The proposed parcels are located in Eddy, Lea, and Chaves counties in New Mexico; Greeley County, Kansas; and Coal and Major counties in Oklahoma.
The lease sale is scheduled to occur online at www.energynet.com Sept. 5, 2019. Publication of this sale notice starts a 10-day protest period that runs July 8-17, 2019.
Leasing is the first step in the process to develop federal oil and gas resources. Before development operations can begin, an operator must submit an application for permit to drill (APD) detailing development plans. The BLM reviews APDs, posts them for public review, and coordinates with state partners and stakeholders.
Revenues from onshore oil and gas production on federal lands directly fund the U.S. Treasury and state budgets, and support public education, infrastructure improvements, and other state-determined priorities. Forty-eight percent of lease sale revenue goes to the state while the rest goes to the U.S. Treasury. The state also receives half of the revenue from royalties if oil and gas are developed on the lease.
The BLM is a key contributor to the Trump Administration’s America-First Energy Plan, an all-of-the-above strategy that includes oil and gas, coal, strategic minerals, and renewable sources such as wind, geothermal, and solar – all of which can be produced on public lands.
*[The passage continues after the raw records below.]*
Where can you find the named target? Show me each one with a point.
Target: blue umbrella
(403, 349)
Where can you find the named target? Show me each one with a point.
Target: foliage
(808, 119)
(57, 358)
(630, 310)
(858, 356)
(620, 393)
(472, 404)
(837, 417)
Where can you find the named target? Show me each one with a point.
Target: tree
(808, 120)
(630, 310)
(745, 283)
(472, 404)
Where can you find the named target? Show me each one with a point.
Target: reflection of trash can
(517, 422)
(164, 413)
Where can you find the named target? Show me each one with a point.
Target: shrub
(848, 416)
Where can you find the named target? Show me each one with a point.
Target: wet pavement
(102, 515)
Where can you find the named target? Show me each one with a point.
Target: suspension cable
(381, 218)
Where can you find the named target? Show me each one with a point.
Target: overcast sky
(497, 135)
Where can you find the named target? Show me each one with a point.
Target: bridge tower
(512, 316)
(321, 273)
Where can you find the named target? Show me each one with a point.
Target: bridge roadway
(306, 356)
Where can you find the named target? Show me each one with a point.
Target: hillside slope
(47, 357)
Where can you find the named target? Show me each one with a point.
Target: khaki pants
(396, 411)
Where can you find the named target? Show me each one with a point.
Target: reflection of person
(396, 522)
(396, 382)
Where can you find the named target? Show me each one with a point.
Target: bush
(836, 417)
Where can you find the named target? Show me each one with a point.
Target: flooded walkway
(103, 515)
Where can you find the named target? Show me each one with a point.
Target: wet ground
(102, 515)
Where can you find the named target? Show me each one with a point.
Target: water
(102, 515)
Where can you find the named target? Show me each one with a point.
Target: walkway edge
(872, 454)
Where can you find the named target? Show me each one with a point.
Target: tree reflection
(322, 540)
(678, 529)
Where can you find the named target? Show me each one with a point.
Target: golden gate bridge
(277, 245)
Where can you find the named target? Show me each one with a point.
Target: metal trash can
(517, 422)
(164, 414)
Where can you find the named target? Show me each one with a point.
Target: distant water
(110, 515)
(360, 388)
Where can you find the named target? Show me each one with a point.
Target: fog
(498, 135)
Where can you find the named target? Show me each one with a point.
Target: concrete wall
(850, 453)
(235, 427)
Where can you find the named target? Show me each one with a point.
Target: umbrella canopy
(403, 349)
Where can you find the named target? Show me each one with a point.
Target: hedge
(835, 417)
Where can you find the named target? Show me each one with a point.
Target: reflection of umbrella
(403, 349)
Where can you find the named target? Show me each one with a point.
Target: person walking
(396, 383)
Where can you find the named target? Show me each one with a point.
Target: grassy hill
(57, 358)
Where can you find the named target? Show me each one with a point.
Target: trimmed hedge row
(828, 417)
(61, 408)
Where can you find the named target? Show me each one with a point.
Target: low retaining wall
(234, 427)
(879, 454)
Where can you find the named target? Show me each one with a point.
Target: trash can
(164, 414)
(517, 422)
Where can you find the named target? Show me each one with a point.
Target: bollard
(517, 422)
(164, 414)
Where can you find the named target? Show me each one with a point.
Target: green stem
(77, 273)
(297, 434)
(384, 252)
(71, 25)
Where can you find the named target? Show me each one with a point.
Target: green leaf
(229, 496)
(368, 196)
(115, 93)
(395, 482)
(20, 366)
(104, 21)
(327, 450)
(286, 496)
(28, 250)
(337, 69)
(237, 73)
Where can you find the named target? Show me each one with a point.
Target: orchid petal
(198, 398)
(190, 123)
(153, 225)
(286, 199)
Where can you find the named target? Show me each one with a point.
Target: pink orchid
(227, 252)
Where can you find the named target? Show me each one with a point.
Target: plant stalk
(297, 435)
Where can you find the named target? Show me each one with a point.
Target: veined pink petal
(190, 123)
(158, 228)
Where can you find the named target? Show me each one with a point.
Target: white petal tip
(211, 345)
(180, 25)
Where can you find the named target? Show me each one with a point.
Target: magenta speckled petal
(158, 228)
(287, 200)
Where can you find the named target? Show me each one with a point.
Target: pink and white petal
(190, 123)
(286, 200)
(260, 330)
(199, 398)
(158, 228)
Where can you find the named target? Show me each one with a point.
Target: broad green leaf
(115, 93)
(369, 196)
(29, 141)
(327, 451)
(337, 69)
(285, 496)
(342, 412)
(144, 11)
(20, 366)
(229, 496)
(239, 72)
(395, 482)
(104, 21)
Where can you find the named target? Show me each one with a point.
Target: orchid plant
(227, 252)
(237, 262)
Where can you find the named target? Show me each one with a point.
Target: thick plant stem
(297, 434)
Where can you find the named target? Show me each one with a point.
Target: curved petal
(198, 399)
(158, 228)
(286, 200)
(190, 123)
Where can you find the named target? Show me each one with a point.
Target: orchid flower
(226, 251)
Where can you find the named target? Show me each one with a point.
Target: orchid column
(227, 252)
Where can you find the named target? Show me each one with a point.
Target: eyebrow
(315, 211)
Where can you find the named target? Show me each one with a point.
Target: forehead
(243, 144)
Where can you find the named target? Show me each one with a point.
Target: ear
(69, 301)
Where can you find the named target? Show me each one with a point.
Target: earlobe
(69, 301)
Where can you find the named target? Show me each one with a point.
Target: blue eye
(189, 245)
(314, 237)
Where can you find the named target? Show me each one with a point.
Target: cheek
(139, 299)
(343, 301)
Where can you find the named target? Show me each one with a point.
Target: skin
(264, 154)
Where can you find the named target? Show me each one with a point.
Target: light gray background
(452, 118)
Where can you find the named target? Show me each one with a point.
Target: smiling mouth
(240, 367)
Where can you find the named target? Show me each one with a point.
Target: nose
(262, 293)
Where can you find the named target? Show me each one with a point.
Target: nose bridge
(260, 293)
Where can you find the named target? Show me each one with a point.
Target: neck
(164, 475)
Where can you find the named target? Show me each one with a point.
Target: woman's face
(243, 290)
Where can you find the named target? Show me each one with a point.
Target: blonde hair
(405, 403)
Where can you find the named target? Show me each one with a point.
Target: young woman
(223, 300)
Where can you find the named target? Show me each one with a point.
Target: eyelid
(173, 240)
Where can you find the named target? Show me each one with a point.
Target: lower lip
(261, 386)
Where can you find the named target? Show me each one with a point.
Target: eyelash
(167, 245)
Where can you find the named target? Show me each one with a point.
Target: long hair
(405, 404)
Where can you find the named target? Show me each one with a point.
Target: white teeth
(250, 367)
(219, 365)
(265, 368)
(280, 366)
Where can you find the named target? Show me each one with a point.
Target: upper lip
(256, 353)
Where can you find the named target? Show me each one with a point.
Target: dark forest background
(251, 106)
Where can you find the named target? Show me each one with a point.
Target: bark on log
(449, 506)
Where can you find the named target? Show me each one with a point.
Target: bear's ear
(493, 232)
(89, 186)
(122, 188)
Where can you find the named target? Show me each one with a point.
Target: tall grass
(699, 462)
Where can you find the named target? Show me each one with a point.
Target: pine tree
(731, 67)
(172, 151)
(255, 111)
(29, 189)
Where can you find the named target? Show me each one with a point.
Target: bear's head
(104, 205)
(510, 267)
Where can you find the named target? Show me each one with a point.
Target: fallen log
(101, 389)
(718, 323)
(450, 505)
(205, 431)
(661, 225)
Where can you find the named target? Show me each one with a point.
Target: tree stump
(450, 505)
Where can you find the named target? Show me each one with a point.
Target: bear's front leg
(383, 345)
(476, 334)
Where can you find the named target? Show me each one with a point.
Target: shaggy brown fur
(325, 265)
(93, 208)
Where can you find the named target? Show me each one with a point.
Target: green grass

By statute, the BLM is required to offer quarterly oil and gas leases sales of available Federal lands. BLM state offices conduct lease sales quarterly when parcels are available for lease. These lease sales represent parcels that cleared environmental review and public comment. The BLM issues both competitive and non-competitive leases for a 10-year period. The leases are a contract to explore and develop any potential oil and gas. The leases may earn an extension if the lessee establishes production, otherwise they pay annual rentals.
Please note that the most useful public comments are substantive and identify issues relevant to the proposed action. These may question, with reasonable basis, the accuracy of information, methodology, or assumptions, and present reasonable alternatives other than those analyzed. Comments that contain only opinions or preferences, or comments that are essentially identical to other comments, will not be specifically addressed in the environmental review process.
Before including an address, phone number, email address, or other personal identifying information in any comments, be aware that the entire comment — including personal identifying information — may be made publicly available at any time. Requests to withhold personal identifying information from public review can be submitted, but the BLM cannot guarantee that it will be able to do so.